Immerhin überschreitet kein getestetes Produkt den EU-Richtwert von 1.000 Mikrogramm pro Kilogramm. Dieser steht jedoch in der Kritik: Dänemark hat erst kürzlich einen niedrigeren Wert von 750 Mikrogramm für Kartoffelchips eingeführt. Den knackt zumindest eine Packung Kesselchips im Test locker. Wir meinen: Um die Aufnahme zu begrenzen und weil viele Lebensmittel Acrylamid enthalten, sollte ein einzelnes Nahrungsmittel nicht mehr als zehn Mikrogramm zur Tagesportion beitragen.

Auf 75 Gramm gerechnet übersteigen 17 der 19 Kesselchips im Test diese Grenze, ein Produkt sogar deutlich. Nur zwei Kesselchips-Sorten liegen darunter, was ihnen die Gesamtnote "gut" einbringt.

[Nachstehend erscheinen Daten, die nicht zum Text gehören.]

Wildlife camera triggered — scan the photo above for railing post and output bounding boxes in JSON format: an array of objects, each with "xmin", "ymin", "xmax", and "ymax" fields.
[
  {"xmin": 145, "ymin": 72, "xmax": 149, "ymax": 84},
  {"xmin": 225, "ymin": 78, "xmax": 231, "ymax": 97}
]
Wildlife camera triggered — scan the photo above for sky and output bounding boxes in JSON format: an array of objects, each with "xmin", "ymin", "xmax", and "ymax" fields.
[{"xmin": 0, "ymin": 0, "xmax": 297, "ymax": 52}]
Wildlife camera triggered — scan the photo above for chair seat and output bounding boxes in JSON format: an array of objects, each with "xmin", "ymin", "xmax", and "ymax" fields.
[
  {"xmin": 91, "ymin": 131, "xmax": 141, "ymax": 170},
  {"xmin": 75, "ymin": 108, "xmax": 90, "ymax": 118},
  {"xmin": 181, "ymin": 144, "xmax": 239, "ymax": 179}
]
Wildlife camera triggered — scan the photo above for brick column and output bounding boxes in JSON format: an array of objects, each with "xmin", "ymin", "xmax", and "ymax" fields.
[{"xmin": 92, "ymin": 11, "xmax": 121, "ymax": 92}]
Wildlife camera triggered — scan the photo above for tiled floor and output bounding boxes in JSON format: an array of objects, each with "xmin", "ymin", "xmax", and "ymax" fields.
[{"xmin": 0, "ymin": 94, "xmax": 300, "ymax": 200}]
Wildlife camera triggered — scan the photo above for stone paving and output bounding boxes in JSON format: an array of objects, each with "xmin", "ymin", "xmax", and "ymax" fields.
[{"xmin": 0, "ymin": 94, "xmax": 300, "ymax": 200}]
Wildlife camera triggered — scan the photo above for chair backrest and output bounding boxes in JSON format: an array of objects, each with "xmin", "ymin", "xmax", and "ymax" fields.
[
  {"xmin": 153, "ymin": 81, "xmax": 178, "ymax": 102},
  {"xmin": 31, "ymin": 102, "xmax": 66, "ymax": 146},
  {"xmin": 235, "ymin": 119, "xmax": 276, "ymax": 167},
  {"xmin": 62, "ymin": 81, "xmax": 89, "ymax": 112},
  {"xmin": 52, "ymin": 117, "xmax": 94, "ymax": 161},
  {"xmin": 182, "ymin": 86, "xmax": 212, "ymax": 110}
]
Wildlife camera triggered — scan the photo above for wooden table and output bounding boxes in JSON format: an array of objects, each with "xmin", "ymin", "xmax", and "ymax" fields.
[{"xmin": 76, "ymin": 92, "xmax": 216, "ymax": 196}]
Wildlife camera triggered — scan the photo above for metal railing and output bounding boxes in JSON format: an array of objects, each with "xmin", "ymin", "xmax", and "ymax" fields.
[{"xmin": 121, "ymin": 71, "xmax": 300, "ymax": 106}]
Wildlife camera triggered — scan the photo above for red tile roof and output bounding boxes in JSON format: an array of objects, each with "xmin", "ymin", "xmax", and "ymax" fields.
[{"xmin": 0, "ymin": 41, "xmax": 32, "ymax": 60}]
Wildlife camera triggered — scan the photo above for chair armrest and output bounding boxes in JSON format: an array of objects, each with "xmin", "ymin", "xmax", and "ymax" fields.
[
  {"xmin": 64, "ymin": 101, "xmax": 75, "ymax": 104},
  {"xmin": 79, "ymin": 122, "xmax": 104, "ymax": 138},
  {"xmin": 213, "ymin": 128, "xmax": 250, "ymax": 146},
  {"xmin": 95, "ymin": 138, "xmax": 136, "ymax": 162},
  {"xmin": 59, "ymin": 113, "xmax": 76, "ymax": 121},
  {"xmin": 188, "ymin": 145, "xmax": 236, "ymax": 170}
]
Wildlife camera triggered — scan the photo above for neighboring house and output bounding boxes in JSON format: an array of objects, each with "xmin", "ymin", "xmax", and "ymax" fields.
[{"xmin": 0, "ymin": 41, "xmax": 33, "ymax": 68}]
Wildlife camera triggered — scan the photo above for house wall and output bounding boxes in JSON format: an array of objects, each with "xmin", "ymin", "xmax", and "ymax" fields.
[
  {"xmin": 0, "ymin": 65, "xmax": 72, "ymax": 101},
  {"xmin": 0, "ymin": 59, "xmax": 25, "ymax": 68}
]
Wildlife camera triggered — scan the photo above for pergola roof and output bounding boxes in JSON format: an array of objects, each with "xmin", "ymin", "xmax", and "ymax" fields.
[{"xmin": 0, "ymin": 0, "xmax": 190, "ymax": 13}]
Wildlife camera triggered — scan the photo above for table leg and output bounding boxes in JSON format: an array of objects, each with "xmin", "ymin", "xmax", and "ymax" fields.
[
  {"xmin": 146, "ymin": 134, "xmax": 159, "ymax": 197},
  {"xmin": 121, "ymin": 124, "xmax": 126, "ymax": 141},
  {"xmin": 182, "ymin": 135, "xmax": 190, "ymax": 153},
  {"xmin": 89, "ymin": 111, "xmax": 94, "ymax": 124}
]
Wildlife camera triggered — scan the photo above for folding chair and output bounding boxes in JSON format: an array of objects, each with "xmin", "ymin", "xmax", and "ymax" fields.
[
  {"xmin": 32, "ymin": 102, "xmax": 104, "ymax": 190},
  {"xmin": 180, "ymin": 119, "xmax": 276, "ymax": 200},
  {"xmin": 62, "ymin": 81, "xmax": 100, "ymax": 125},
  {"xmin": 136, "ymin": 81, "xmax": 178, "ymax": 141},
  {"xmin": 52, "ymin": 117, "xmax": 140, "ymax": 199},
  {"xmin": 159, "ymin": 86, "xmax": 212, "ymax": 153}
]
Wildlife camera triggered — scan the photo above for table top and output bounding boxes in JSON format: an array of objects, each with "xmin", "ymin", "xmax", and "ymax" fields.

Kritik an Fettschadstoff-Gehalten

Und wie steht es um Fettschadstoffe? Bei zwei Kesselchips im Test ist hier die tolerierbare Tagesdosis bereits mit einer Portion ausgeschöpft. Und in jeweils einer Portion Chips von zwei weiteren Produkten stecken noch mehr als 50 Prozent der tolerierbarer Tagesdosis.

Erst im März hatte die Europäische Behörde für Lebensmittelsicherheit (EFSA) die tolerierbare tägliche Aufnahme für die Gruppe der Fettschadstoffe stark abgesenkt. Die Fettschadstoffe 3-MCPD- und Glycidylester können im Körper in freies 3-MCPD und Glycidol umgewandelt werden. Ersteres führt in höheren Dosen zu Nierenschäden und Letzteres ist eindeutig erbgutschädigend und krebserregend.

Im Chipstest vor acht Jahren wiesen noch mehr als die Hälfte der Produkte zu hohe Werte auf. Eine Erklärung für die Verbesserung könnte sein, dass alle getesteten Kesselchips in Sonnenblumenöl frittiert wurden und nicht im billigeren Palmöl, wie die meisten der hoch belasteten Produkte in früheren Tests.

Kesselchips mit zu hohen Chlorprophamrückständen

Landwirte verhindern die Keimbildung von Kartoffeln im Lager auf zwei Arten: Bio-Bauern nutzen temperaturgesteuerte Lagerung, bei der keine Chemie zum Einsatz kommt. Konventionelle Landwirte greifen meist zu chemischen Keimhemmern wie Chlorpropham, das das Labor in zwölf der 19 Kesselchipssorten nachgewiesen hat. Es ist laut Rückstandshöchstmengenverordnung in der Kartoffel bis zu einem Gehalt von 10 Milligramm pro Kilogramm erlaubt.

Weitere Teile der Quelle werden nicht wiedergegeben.